Here is a link on the concept of "Earth Transit Zone" (the zone of our sky from where an alien civilization, if any of course, would have the best chance to spot planet Earth): https://earthsky.org/space/study-2034-stars-in-earth-transit-zone/ It nicely illustrates the reciprocity principle of the SETI: whatever we undertake to find « them », there is a good chance « they » could do the same to find us. This reasoning limits the search space for us, as for them evidently.
We discovered exoplanets primarily by using their transits in front of their stars. With the JWST, we are now going to zoom into some of these transits to analyze the composition of the exoplanet's atmosphere (if any). TO PROBE FURTHER.
Our next logical step, would be to use yet more powerful space telescopes than JWST, to search for "technosignatures", at places where the biosignatures turn out to be positive. And if we detect such technosignatures, I predict that there will be heated debates, on whether we are going to initiate « first contact », in a more active, efficient and focussed way ; on whether we will have international law to regulate such undertakings, by goverments, by private companies etc ...
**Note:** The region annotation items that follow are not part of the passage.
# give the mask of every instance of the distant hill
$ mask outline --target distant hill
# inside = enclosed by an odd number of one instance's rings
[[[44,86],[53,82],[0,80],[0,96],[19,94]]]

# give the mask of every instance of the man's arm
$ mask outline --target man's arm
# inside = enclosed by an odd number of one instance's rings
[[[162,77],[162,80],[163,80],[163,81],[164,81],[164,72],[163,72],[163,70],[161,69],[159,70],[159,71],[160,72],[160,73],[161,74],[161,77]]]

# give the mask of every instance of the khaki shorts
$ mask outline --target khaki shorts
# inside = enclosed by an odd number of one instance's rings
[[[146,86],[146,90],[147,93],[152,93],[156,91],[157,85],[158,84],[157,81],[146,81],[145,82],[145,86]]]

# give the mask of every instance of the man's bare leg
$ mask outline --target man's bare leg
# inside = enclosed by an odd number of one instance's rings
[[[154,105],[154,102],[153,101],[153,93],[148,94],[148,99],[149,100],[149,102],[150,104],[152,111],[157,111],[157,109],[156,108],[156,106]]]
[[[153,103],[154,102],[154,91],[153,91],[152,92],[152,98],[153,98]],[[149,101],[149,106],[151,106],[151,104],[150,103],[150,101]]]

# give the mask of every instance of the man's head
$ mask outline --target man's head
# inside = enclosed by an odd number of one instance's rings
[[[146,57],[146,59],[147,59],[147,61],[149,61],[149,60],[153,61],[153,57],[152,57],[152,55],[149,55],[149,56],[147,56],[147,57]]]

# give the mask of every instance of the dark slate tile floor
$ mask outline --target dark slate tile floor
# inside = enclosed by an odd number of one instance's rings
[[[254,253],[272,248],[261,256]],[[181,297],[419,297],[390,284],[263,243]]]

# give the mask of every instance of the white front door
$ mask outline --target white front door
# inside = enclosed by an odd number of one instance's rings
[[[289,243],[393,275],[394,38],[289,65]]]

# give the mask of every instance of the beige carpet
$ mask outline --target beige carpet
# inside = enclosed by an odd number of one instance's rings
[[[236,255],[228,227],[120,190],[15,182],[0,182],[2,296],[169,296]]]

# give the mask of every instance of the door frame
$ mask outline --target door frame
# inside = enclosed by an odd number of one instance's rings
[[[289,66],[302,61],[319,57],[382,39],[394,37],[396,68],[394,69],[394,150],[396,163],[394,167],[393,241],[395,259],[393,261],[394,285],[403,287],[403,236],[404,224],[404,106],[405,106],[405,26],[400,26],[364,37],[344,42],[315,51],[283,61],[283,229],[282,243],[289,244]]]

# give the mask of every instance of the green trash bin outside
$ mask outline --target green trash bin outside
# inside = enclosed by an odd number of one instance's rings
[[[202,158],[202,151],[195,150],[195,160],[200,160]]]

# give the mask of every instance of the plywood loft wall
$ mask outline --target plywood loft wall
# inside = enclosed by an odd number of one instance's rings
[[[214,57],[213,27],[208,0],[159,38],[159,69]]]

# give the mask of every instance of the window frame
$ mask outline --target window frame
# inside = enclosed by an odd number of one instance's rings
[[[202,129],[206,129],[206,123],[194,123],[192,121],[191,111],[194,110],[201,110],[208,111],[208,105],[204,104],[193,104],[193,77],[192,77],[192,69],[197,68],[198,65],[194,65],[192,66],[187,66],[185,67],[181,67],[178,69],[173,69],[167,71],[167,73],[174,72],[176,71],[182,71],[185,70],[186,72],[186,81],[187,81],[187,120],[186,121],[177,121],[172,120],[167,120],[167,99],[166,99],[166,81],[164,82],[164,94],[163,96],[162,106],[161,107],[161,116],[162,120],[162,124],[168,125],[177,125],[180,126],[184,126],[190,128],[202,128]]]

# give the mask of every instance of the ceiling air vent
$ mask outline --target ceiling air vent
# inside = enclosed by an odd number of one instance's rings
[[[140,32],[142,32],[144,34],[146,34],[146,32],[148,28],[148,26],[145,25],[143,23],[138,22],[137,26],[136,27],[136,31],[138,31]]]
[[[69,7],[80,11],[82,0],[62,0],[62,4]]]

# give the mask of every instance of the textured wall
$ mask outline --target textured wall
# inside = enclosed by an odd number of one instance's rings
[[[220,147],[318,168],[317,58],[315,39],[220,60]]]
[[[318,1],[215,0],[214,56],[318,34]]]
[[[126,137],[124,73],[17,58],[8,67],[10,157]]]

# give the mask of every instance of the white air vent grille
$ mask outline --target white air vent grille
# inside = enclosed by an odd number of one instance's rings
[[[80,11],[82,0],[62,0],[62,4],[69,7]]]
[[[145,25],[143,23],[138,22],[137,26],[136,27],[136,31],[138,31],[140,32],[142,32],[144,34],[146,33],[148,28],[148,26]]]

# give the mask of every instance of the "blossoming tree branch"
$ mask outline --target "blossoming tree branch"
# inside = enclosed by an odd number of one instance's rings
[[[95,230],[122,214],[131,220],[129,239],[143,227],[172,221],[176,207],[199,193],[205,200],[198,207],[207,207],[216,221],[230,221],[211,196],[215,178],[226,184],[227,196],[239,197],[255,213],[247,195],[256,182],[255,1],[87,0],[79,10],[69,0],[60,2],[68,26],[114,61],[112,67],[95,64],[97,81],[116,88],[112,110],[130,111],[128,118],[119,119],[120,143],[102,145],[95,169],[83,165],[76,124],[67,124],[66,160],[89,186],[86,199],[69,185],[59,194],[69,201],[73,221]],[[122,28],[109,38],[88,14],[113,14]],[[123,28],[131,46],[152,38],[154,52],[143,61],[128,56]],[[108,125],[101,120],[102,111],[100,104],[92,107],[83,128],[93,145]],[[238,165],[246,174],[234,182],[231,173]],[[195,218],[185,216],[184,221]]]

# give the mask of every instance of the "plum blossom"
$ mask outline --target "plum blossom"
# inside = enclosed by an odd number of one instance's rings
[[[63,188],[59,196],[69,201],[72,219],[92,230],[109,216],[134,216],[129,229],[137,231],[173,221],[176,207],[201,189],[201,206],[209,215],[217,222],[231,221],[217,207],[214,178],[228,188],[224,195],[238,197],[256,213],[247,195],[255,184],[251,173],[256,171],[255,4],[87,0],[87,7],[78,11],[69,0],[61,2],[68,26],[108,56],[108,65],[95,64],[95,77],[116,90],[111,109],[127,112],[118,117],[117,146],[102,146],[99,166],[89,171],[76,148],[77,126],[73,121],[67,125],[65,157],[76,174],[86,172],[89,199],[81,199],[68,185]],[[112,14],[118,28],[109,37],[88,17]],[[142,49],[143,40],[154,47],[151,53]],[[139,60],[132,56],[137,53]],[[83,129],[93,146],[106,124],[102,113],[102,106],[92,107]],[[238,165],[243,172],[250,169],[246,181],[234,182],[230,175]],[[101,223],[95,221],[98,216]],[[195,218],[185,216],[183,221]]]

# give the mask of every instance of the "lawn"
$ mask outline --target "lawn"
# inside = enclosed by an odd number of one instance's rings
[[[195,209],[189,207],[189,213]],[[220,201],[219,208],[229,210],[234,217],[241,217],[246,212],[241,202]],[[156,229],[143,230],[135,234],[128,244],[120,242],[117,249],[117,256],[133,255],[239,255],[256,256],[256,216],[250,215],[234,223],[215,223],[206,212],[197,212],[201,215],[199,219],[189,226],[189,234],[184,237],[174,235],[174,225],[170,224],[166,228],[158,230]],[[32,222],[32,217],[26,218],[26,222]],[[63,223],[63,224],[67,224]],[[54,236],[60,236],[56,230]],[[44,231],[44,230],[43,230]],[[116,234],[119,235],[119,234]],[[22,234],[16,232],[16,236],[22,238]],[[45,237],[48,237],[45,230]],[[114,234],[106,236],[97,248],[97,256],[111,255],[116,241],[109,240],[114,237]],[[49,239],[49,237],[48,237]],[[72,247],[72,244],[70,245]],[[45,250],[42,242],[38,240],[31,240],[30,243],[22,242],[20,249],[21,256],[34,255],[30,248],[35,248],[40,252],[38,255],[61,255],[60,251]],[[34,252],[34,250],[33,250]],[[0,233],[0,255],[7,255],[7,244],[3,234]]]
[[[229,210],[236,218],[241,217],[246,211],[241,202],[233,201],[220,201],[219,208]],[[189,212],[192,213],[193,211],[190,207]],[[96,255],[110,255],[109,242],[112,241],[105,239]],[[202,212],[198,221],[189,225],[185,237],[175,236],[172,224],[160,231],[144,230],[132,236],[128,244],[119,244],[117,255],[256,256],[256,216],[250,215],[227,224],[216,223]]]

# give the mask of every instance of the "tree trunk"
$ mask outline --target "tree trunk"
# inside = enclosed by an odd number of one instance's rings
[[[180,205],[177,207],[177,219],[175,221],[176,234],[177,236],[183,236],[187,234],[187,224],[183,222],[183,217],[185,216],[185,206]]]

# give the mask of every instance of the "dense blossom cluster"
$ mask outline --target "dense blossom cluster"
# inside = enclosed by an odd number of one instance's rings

- Some ensuing speculative reflections:
Would an ET civilization (in, say, <250 years time) be able to conclude that on Earth there was a civilization on the verge of mass extinction, by monitoring the characteristics of our atmosphere? Would an ET civilization (say, no more than 50 ly away) be able to ascertain that on Earth there is a civilization which has mastered and weaponized the use of atomic energy, 50+ years ago?
Now, flip over the reasoning. If we find signatures that show that some civilizations have self-destroyed themselves, may we conclude that, when interstellar travels will be feasible for us, these are candidate places to "re-start, just in case"? Revert again the reasoning, perhaps the best way to avoid an ET civilization planning an «invasion» of Earth, is not to put ourselves on a self-destruction path first (assuming it is impossible to self-destroy stealthily).
The above are intended to be thought-provoking preliminaries on the stakes, to introduce my question. I am not solliciting your opinion on whether they are fictional or speculative scenarios. I am not solliciting your opinion on whether the above interrogations have definitive answers, one way or another. I am not solliciting your opinion on whether SETI is by itself a waste of money.
On the other hand, let’s just consider one alternative, as an axiom. Let’s take as working assumption that we, humans, have decided, in the near future, to dedicate sufficient ressource to look for technosignatures of an ET civilization, or conversely an ET civilization has made the same decision. Let’s further restrict our assumption to scenarios in which we decide to search for signatures of detonation of nuclear devices.
Assuming an ET civilization uses the class of astronomy tools we have, how far away can it detect our past atomic tests? (and how further away, with astronomy tools we are planning to build?)
(This question is mainly for showing the existence of a dual problem. You do not need to try to answer it, if you can't answer the question above)
How far from the Sun can we detect an alien nuclear detonation, with our astronomy tools today and in the case such detonation is (was) just a test, and how further if it was a result of what we call a mutual-assured-destruction war (within the class of devices we are capable of building today, including those we have not built yet)?
By detection, I mean any part(s) of the electro-magnetic spectrum, provided you are able to show is (are) the best choice for such detection. I include in this definition also any recording/post-processing you may be aware of.